Bristol-Myers Squibb announced that Francis Cuss will taking over as EVP and Chief Scientific Officer when Elliott Sigal retires in July. Cuss has been with BMS since 2003 and helped advance the company’s Hepatitis C portfolio. He currently heads up BMS’ drug discovery and clinical pharmacology. FierceBiotech notes that Sigal’s pipeline successes have been particularly strong compared to those of his just-retired peers, such as Merck’s Peter Kim. The Vertex agreement fills a gap of sorts in the BMS Hep C pipeline: the company abandoned an experimental treatment in August 2012 and has Daclatasvir – one of the orals being used in the Vertex collaboration — on tap for what could be a 2015 filing or approval date. Vertex has a long history of collaboration, including the November announcement that it was pursuing parallel development agreements with Janssen and GSK. On Friday, BMS announced that it will collaborate with Vertex to create a treatment for genotype 1 Hepatitis C using two BMS orals with a Phase III Vertex polymerase inhibitor. The expansion also follows the news that BMS is shuttering Amylin’s San Diego site and will relocate some, but not all of the site’s 300 jobs.

Rare diseases are getting more pipeline attention, but European regulators are insisting that a niche target group does not warrant high prices, reported Bloomberg, which ran through laundry list of recent price refusals. Among those cited: The Netherlands’ demand that Sanofi slash the cost of some of its enzyme replacement therapies, such as Myozyme, which Bloomberg notes costs around $900,000, and the pricing pressures on Vertex’s cystic fibrosis drug, Kalydeco, in Ireland. Bloomberg said such regulator pressure is “putting the brakes on an $86 billion sector of the pharmaceutical industry.” Marcy Dunkle of the National Organization for Rare Disorders told Bloomberg to expect a hard line in the US as well. “The word ‘sustainability’ is something that we hear quite a bit now,” she said.
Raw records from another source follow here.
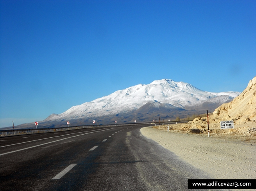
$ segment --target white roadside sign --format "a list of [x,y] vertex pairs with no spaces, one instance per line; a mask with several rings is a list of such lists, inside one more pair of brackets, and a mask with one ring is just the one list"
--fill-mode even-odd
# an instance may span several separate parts
[[220,129],[233,129],[234,128],[234,121],[220,121]]

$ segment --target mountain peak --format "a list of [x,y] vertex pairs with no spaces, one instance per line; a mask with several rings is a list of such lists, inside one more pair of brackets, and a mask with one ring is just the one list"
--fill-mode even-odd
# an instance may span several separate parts
[[163,79],[155,80],[149,84],[140,84],[118,90],[90,102],[73,106],[60,114],[50,116],[47,119],[78,118],[86,116],[95,117],[100,115],[132,112],[149,102],[159,102],[169,107],[173,105],[181,109],[194,108],[220,95],[227,95],[233,98],[239,94],[206,92],[187,83]]
[[163,79],[162,80],[155,80],[150,83],[151,84],[159,84],[161,83],[164,83],[165,82],[173,82],[174,81],[172,80],[168,79]]

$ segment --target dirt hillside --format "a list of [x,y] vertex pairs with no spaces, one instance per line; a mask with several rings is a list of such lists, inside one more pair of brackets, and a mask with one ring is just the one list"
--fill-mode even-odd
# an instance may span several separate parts
[[[239,96],[209,114],[209,120],[212,136],[228,135],[256,139],[256,76]],[[234,121],[233,129],[220,129],[220,121],[231,120]],[[169,128],[171,130],[186,133],[208,133],[207,117],[197,117],[188,124],[170,124]],[[163,130],[167,128],[166,125],[160,127]]]

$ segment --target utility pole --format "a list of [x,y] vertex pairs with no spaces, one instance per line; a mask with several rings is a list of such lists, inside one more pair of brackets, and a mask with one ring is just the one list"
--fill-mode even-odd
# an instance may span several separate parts
[[14,123],[13,123],[13,134],[15,134],[15,132],[14,132]]
[[207,124],[208,125],[208,137],[210,137],[210,134],[209,131],[209,118],[208,117],[208,110],[206,110],[207,111]]

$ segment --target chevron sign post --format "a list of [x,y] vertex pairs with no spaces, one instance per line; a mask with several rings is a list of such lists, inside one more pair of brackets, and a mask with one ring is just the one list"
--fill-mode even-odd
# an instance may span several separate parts
[[35,122],[35,125],[36,125],[36,128],[38,128],[38,122],[36,121]]

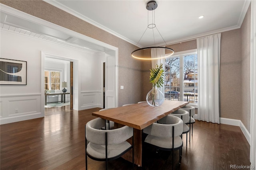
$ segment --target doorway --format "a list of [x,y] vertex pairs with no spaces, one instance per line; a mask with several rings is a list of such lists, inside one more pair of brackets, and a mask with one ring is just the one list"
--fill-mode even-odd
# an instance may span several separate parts
[[[58,69],[60,70],[62,72],[61,74],[61,78],[60,78],[60,83],[61,83],[62,82],[68,82],[68,91],[67,93],[69,93],[70,94],[66,94],[66,97],[66,97],[67,96],[70,95],[70,109],[75,109],[75,108],[76,108],[77,110],[78,110],[78,105],[77,106],[76,106],[76,105],[74,104],[74,102],[76,102],[76,103],[77,104],[78,102],[77,102],[78,100],[78,97],[77,96],[78,95],[74,95],[74,85],[73,82],[78,82],[78,78],[77,77],[74,78],[73,76],[73,70],[74,70],[75,71],[78,71],[78,68],[76,68],[78,65],[79,65],[79,60],[77,59],[74,59],[72,57],[68,57],[66,56],[64,56],[59,55],[56,55],[56,54],[52,54],[49,53],[45,52],[42,51],[41,52],[42,58],[41,58],[41,61],[42,61],[42,77],[43,78],[44,78],[44,69],[50,69],[56,67],[56,69]],[[50,64],[47,63],[50,63],[51,64]],[[56,64],[57,63],[57,64]],[[58,64],[58,63],[59,63]],[[62,65],[64,65],[64,66],[62,66]],[[44,79],[44,78],[43,78]],[[43,92],[43,93],[42,93],[43,94],[44,94],[44,82],[43,82],[43,84],[42,85],[42,90]],[[60,83],[61,84],[61,83]],[[78,84],[78,83],[75,83],[76,84]],[[76,88],[77,89],[78,88]],[[58,92],[62,93],[62,92],[61,92],[61,88],[59,89]],[[78,94],[78,93],[75,93],[75,94]],[[45,95],[42,95],[43,97],[45,97]],[[67,99],[68,99],[68,98]],[[44,99],[43,100],[44,101]],[[60,105],[65,105],[63,103],[61,103],[61,104],[59,103]],[[43,113],[44,113],[44,107],[43,107]],[[42,109],[42,111],[43,109]]]

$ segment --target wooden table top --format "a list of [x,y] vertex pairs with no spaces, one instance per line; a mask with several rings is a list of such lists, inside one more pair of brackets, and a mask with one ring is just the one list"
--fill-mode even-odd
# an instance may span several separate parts
[[152,107],[146,102],[93,112],[92,115],[142,130],[188,104],[165,100],[160,106]]

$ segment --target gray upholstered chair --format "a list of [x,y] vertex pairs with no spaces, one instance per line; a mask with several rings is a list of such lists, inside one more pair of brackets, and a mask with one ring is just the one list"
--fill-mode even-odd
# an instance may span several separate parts
[[[196,113],[196,109],[194,106],[190,105],[186,105],[180,108],[186,110],[189,113],[189,121],[187,124],[189,125],[189,143],[190,143],[190,132],[192,132],[192,135],[193,136],[193,124],[196,122],[196,121],[193,118],[193,116]],[[191,126],[192,128],[191,128]],[[192,131],[191,131],[192,130]]]
[[124,104],[124,105],[122,106],[128,106],[128,105],[131,105],[132,104],[134,104],[134,103],[133,104]]
[[[112,108],[105,108],[104,109],[101,109],[99,110],[99,111],[103,111],[104,110],[108,110],[109,109],[112,109]],[[105,127],[102,128],[103,129],[114,129],[114,122],[112,121],[110,121],[108,120],[106,120],[105,123]]]
[[[182,140],[180,137],[183,130],[183,121],[178,117],[168,115],[158,121],[158,123],[152,125],[143,129],[143,133],[148,134],[144,143],[156,146],[159,149],[172,150],[172,162],[174,150],[180,150],[180,160],[181,160]],[[174,163],[172,163],[173,168]]]
[[[186,110],[178,109],[172,113],[170,113],[170,115],[179,117],[183,121],[183,132],[182,132],[182,134],[186,134],[186,147],[187,146],[188,133],[189,131],[189,128],[186,123],[189,122],[189,113],[188,111]],[[182,135],[181,138],[182,139]]]
[[[105,120],[98,118],[85,125],[86,169],[87,170],[87,156],[92,159],[108,162],[116,159],[132,149],[133,129],[127,126],[112,130],[101,130]],[[132,137],[131,145],[126,140]],[[134,168],[134,150],[132,149],[132,168]]]

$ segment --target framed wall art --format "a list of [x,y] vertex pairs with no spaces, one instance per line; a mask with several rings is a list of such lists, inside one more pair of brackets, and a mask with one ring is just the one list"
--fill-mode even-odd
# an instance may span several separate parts
[[27,85],[27,62],[0,59],[0,85]]

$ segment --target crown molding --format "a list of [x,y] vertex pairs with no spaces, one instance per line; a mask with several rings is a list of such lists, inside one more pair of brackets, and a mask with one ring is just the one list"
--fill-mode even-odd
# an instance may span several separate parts
[[140,48],[142,47],[142,46],[140,46],[138,45],[138,44],[137,44],[137,43],[131,41],[130,39],[128,39],[126,37],[124,37],[123,36],[119,34],[119,33],[116,33],[116,32],[115,32],[114,31],[112,30],[112,29],[110,29],[106,27],[104,25],[103,25],[100,24],[100,23],[93,20],[92,20],[84,16],[81,15],[78,12],[76,12],[76,11],[72,10],[70,8],[67,7],[66,6],[62,5],[62,4],[61,4],[61,3],[58,2],[56,2],[55,0],[50,0],[50,1],[47,0],[43,0],[44,1],[45,1],[46,2],[48,3],[48,4],[49,4],[53,6],[54,6],[55,7],[57,7],[58,8],[59,8],[62,10],[63,10],[64,11],[65,11],[66,12],[68,12],[69,14],[70,14],[71,15],[72,15],[80,19],[85,21],[86,22],[87,22],[89,23],[90,23],[91,24],[96,27],[98,27],[98,28],[100,28],[100,29],[103,30],[104,30],[108,32],[108,33],[110,33],[115,36],[116,37],[120,38],[125,41],[127,41],[129,43],[130,43],[131,44],[133,45],[134,45]]
[[71,36],[81,39],[88,42],[101,46],[106,49],[116,51],[118,48],[112,45],[94,39],[83,34],[69,29],[55,23],[49,22],[39,18],[30,15],[23,12],[13,8],[9,6],[0,3],[1,11],[13,15],[20,18],[33,22],[39,25],[44,25],[57,30],[62,31]]

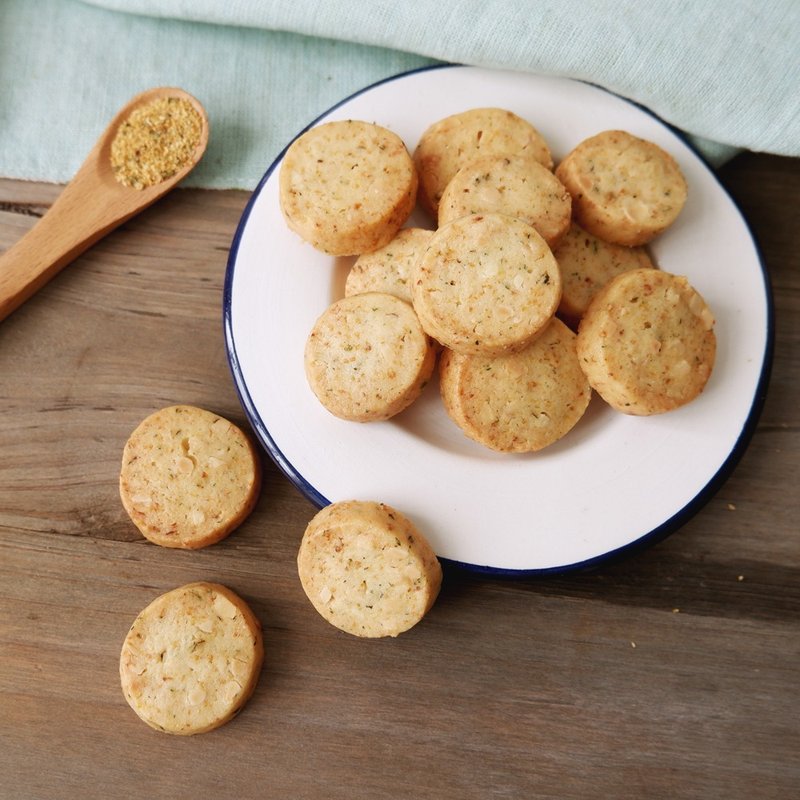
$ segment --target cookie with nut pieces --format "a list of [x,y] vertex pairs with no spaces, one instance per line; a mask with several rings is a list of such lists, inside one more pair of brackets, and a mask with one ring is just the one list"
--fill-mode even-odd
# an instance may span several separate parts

Association of the British Pharmaceutical Industry (think PhRMA with a plummy accent) said the industry gifted UK docs with $61 million last year, reported PM Live. The figure “covers payments relating to the sponsorship of NHS staff to attend medical education events, training and speaker fees” and is part of a transparency process akin to that in the US. PM Live notes that the figure includes a degree of guesstimating and is based on numbers published by 35 of the company’s 44 largest companies. This looks pretty skimpy: Propublica’s US numbers show AbbVie gave $6 million between June and December 2012, Forest $18.5 million from January to March of 2012 and UCB $7 million for all of last year.